Athlete

Light: I Was Toxic

In Indonesia, Light learned something about himself he never expected.

He could be toxic.

We saw a bit of that side of him during the final post-match interview of RSG Philippines when they were eliminated in MPL PH Season 14. We asked Light what happened in the series, and his answer suprised members of the media: “Basta ako, ginagawa ko yung trabaho ko. Ewan ko na lang sa iba.”

It was bitter, unfiltered — the kind of line that lands heavy in a quiet press room. It wasn’t the polished, cliché answer of a player trying to keep the peace. It was raw frustration, spoken without hesitation. In hindsight, it was also a glimpse of the Indonesia version of Light — the one unafraid to call things out, to push for standards even if it rubbed people the wrong way. To some people, that’s what you would call toxic. And Light admits it.

After that, the RSG PH boys went to different teams around the world. Light found himself reunited with Emman in Indonesia.

“Naging toxic ako sa Indonesia,” he said.


Not the meme kind of toxic, but the kind that simmers in scrims — sharp words when mistakes pile up, frustration when habits don’t match his standards. “If I see something wrong, I speak up,” he says. “I’m committed. I don’t like wasting time. The habits you have outside the game, you carry them inside.”

For Light, the culture shock wasn’t just about the food or the language. It was about people. He was used to a certain way of playing, of practicing, of living inside a boot camp. In Indonesia, those rhythms were different. His instinct was to push — hard. “We didn’t really fight,” he says, “but there was kontra-pelo. We tried to meet halfway.
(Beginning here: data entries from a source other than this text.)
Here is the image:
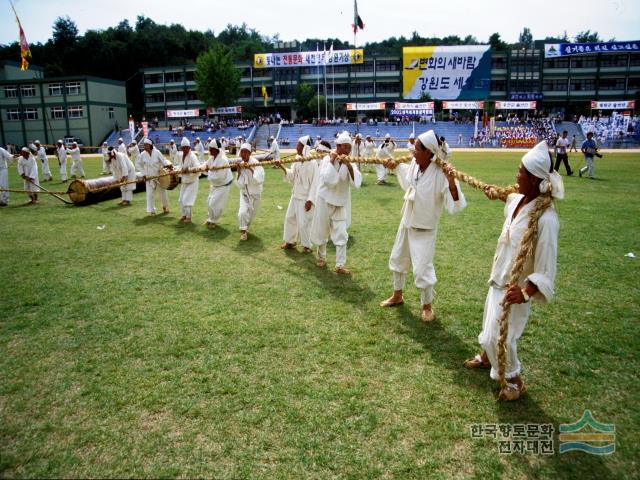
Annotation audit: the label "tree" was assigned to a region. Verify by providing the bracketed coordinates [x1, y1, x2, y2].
[575, 30, 602, 43]
[489, 32, 507, 51]
[195, 42, 241, 107]
[518, 27, 533, 48]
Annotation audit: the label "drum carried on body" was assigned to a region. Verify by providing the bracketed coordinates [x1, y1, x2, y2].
[158, 168, 179, 190]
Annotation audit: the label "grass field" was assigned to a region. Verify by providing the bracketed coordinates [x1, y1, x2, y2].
[0, 152, 640, 479]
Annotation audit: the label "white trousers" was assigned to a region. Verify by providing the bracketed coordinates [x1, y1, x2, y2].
[311, 197, 349, 267]
[238, 192, 261, 230]
[0, 168, 9, 203]
[71, 159, 84, 177]
[283, 197, 313, 248]
[389, 223, 438, 305]
[145, 180, 169, 213]
[207, 184, 231, 223]
[41, 158, 51, 180]
[478, 286, 531, 380]
[60, 159, 67, 182]
[580, 157, 596, 177]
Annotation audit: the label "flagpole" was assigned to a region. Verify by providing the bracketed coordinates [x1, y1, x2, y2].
[322, 42, 329, 120]
[316, 42, 320, 123]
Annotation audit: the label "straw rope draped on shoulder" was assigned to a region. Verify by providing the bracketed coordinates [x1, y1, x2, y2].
[497, 194, 553, 388]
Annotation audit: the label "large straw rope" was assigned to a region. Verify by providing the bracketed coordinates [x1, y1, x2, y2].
[93, 152, 518, 195]
[497, 194, 552, 388]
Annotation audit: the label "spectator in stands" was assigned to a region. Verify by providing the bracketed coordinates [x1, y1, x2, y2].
[553, 130, 573, 176]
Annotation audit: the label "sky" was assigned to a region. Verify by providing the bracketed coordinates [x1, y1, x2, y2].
[0, 0, 640, 46]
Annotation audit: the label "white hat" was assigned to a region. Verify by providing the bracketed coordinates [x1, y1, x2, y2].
[336, 131, 351, 145]
[522, 140, 564, 200]
[418, 130, 440, 155]
[298, 135, 311, 145]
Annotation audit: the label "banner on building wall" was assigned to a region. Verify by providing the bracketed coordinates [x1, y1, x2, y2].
[591, 100, 636, 110]
[167, 108, 200, 118]
[347, 102, 386, 111]
[253, 48, 364, 68]
[496, 100, 537, 110]
[442, 102, 484, 110]
[207, 107, 242, 115]
[402, 45, 491, 100]
[544, 40, 640, 58]
[390, 102, 435, 115]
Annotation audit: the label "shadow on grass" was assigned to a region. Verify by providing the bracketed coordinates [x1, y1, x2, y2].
[393, 305, 614, 478]
[133, 213, 178, 225]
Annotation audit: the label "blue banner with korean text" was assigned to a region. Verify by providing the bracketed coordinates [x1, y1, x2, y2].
[544, 40, 640, 58]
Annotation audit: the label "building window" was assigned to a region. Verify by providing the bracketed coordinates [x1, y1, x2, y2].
[600, 55, 627, 67]
[164, 72, 184, 83]
[542, 78, 567, 92]
[571, 79, 596, 92]
[20, 85, 36, 97]
[4, 85, 18, 98]
[598, 78, 624, 90]
[67, 105, 84, 118]
[49, 83, 62, 97]
[144, 73, 163, 85]
[51, 107, 64, 120]
[571, 55, 596, 68]
[7, 108, 20, 120]
[24, 108, 38, 120]
[65, 82, 80, 95]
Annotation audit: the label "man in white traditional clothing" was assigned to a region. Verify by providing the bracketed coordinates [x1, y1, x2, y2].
[464, 141, 564, 400]
[18, 147, 40, 205]
[192, 137, 205, 163]
[33, 140, 53, 182]
[407, 132, 416, 155]
[107, 147, 136, 207]
[67, 142, 84, 178]
[236, 143, 264, 241]
[205, 138, 233, 230]
[276, 135, 318, 253]
[118, 137, 127, 155]
[380, 130, 467, 322]
[376, 133, 396, 185]
[100, 142, 109, 175]
[311, 132, 362, 274]
[140, 138, 173, 215]
[56, 140, 67, 183]
[178, 137, 202, 223]
[127, 140, 142, 172]
[169, 140, 180, 163]
[0, 147, 13, 207]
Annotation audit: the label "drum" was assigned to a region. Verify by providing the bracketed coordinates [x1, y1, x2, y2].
[158, 168, 178, 190]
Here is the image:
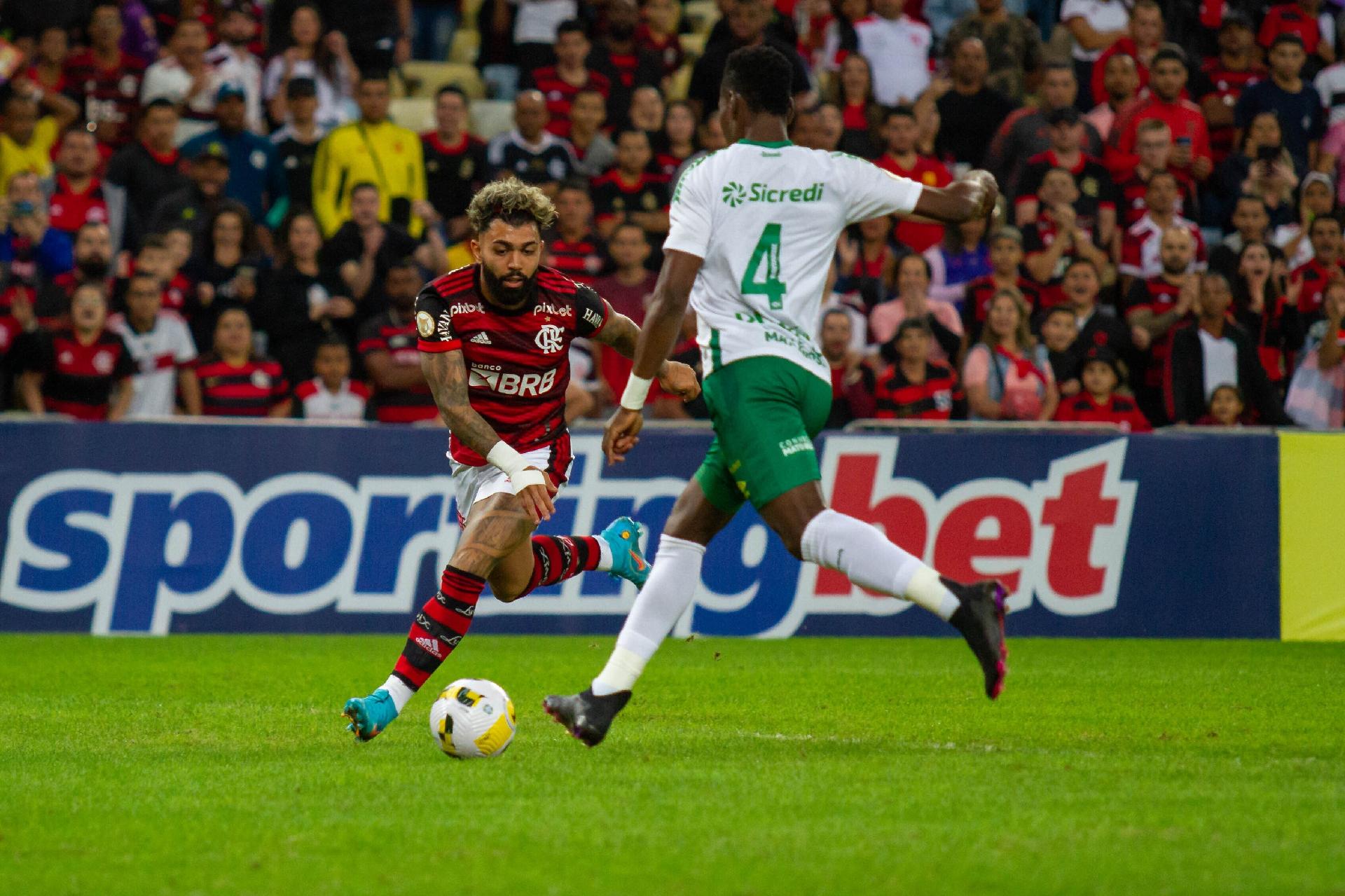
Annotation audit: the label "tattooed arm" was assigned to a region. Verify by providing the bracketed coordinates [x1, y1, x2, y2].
[592, 300, 701, 401]
[421, 350, 556, 521]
There were days when the grind stopped, and there was nothing to do. No family to visit. No streets that felt familiar. Just the walls of the boot camp and the boredom pressing in. That’s when he realized something darker — he was becoming dependent on other people to keep him going. “If no one can help me,” he says, “I should be able to help myself.”

Now Light is in Aurora, he’s mindful of his surroundings and his teammates. Not everyone needs to adjust to his needs. He’s learned that he also needs to cater to the needs of his teammates.

It was ironic, we thought. “But don’t you think that as a roamer, you’d be the first person to support your teammates?”

“Oo nga po eh, yun din yung natutuhan ko,” Light told ALL-STAR.

According to Light, that was not how they were brought up in RSG, in which each player, regradless of their roles, were assigned very specific tasks on the map they had to fulfill.

The season ended. He returned to the Philippines — but not as the same player who left. He carried the weight of that self-awareness into Aurora Gaming. The biggest change wasn’t in his mechanics. It was in his mindset. “You can always find a way regardless of the problems you face. Even without a source of motivation, if you can find it within yourself to push yourself, do it.”

That edge didn’t vanish when he came home. It stayed, but it was tempered. In Aurora Gaming today, Light still demands discipline, still values the habits that win games. The difference is in how he carries it — not as a weapon to clash with teammates, but as a tool to hold himself accountable first.

Indonesia had tested him, exposed him, even humbled him. And in that uncomfortable process, Light found the person he wanted to be.